Insist on: There have been some incredible stories. Having played it, I already knew how intense it is. But I also spent time off the pitch talking to her in the locker room, at tournaments, where we were laughing and laughing together and you have these different sides of Serena but I didn’t know she was such a prankster. I see it a bit now but I wouldn’t have thought that because she brings such intensity and fire to the game. It’s kind of a really cool juxtaposition to think about that side of her. You watch Serena now and how different her life is as a mother and wife. Also, learn how great a mother she is. I mean, I thought she was a really good mom just talking to her and hearing how other people interact with her. I did not know the depth of it. So I thought it was pretty cool as a mom myself.
Garrison: I would say for myself, I’ve known her since she was seven and she has always been very intense. She has always been a prankster because she loves life. But one of the things that I sort of already knew, but learned even more from talking about it with other people, is her faith in herself. We all know she and her family are very close, but they are even closer than I thought.

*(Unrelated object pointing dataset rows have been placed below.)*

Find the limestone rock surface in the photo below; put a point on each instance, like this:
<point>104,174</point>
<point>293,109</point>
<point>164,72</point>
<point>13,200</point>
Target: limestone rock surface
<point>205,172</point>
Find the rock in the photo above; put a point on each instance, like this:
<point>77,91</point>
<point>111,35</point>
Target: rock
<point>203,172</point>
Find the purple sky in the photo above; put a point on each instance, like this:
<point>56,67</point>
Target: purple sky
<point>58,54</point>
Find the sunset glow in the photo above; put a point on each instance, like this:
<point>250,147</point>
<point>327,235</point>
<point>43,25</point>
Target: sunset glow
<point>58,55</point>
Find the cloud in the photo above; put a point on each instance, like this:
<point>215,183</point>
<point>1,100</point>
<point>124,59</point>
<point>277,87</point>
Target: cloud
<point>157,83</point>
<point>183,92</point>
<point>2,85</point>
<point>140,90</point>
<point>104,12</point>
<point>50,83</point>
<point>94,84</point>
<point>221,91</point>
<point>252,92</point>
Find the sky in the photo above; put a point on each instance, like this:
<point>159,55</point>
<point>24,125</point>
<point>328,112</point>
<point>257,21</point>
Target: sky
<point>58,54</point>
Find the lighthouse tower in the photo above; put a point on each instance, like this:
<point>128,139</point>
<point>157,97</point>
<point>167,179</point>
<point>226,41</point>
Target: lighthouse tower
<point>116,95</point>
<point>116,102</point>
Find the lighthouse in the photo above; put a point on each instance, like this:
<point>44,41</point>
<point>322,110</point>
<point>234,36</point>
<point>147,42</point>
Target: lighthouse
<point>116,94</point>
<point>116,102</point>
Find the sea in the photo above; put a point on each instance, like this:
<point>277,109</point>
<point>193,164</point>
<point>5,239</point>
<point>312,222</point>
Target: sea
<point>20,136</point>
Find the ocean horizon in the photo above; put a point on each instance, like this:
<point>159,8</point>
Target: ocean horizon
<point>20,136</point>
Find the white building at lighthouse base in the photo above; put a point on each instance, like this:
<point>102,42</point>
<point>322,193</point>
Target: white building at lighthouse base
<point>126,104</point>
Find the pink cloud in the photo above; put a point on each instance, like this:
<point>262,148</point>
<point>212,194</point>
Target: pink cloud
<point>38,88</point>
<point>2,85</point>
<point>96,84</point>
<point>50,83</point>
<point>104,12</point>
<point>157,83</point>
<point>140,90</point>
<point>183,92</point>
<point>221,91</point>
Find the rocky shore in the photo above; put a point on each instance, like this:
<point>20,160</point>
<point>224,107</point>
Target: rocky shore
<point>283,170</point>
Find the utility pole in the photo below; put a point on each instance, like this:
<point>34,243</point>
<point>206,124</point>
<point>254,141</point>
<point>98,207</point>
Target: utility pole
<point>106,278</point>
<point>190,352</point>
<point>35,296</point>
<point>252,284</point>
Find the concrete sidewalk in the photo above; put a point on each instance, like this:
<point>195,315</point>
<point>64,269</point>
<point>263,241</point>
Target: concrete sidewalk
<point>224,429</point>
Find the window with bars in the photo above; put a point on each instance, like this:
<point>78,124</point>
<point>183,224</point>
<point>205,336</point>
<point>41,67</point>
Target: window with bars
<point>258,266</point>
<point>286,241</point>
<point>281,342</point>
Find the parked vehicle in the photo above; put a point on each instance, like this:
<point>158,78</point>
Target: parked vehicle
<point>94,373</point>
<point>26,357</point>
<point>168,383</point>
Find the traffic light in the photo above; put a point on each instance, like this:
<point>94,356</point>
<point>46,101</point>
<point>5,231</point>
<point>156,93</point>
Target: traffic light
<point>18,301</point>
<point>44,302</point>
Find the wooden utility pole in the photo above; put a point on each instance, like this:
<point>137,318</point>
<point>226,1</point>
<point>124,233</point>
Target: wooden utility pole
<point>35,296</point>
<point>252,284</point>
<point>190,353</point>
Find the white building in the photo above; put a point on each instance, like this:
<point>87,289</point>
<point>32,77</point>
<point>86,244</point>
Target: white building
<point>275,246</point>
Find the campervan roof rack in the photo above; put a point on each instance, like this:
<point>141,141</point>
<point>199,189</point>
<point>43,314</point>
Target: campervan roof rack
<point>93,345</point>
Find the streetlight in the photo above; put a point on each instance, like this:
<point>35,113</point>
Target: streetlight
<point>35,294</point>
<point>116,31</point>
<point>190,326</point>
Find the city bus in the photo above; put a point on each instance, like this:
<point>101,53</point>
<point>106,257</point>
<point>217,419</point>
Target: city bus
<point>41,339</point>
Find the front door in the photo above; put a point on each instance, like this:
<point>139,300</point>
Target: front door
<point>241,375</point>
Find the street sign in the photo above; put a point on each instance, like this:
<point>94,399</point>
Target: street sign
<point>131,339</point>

I would say one of the most important things I discovered about her is how organized her whole life is. It’s amazing what she packs in a day.
Grove: Do you believe Serena can earn another major before she quits?
Garrison: Whether she does or not, it’s good because she’s already defied the odds. I think it got harder with the competition. Plus, you can’t forget the fact that she is getting old. If anyone can do it, she can do it. But as we know, in the world of tennis it is getting more and more difficult every day. We saw at the US Open, you have youngsters coming in at 100 per hour against her.
Insist on: If she doesn’t win another tournament, what she’s accomplished already stands by itself. She has the greatest record of the open era. She has won singles, major, doubles and mixed titles. you know. Hopefully it continues so that we can enjoy it a little longer in this sport. She has helped completely change the game and we are seeing the benefits just over the past US Open with new players coming in who have been influenced and inspired by what she has done. So I hope we have it for a little longer. It’s like what Zina said, what’s great about this podcast is that we can celebrate her even though she never wins another.
Grove: I think it’s amazing to see black women like you two who have done so much to celebrate another black woman while she’s still in the game. But here’s my last question: we know Serena is the GOAT. tennis, but where do we rank her among the greatest athletes of all time?
Insist on: When we think of Serena, we can’t forget that Venus was the first. Without her, there might not be Serena. I think this is the greatest story in the history of sport. I don’t know of any story that you can really put on a par of what they accomplished, coming from the same family, how the story unfolded and how it was predicted. When you consider how much pressure it put on these young girls and the idea that she was going to be even bigger and then accomplish what she did, I find it hard to find a bigger story and I am open
Garrison: I like to watch a lot of different sports and Serena is one of the best men in sport of all time. They like to keep her apart, but if you say who are the first three or four people who changed the way people view sports, entertainment, and nine-plus-yards, what she did on the field outside of the field, I would put her top among the three best athletes of all time.